Pendeano dalla bocca di Gismondo le ascoltanti donne, credendo che più oltre avesse ad andare la sua canzona, e egli tacendosi diede lor segno d’averla fornita. Là onde in questa maniera madonna Berenice a lui rincominciò: - Lieta e vaghetta canzona dicesti, Gismondo, senza fallo alcuno; ma vuoi tu essere per così poca cosa lodato? - Madonna mia, no - rispose egli. - Ben vorrei che mi dicesse Perottino dove sono in questa quelli suoi cotanti dolori, che egli disse che in ogni canzone si leggeano.
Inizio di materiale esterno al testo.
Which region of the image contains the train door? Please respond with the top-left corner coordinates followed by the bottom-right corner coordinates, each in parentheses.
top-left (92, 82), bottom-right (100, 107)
Ma prima che egli mi risponda, oda quest’altra ancora:

Non si vedrà giamai stanca né sazia
Questa mia penna, Amore,
Di renderti, signore,
Del tuo cotanto onore alcuna grazia.
A cui pensando, volentier si spazia
Per la memoria il core,
E vede ’l tuo valore,
Ond’ei prende vigore e te ringrazia.
 
Amor, da te conosco quel ch’io sono:
Tu primo mi levasti
Da terra e ’n cielo alzasti,
E al mio dir donasti un dolce suono;
E tu colei, di ch’io sempre ragiono,
A gli occhi miei mostrasti,
E dentro al cor mandasti
Pensier leggiadri e casti, altero dono.

Tu sei, la tua mercé, cagion ch’io viva
In dolce foco ardendo,
Dal qual ogni ben prendo,
Di speme il cor pascendo onesta e viva;
E se giamai verrà ch’i’ giunga a riva,
Là ’ve ’l mio volo stendo,
Quanto piacer n’attendo,
Più tosto no ’l comprendo, ch’io lo scriva.

Vita gioiosa e cara
Chi da te non l’impara, Amor, non ave.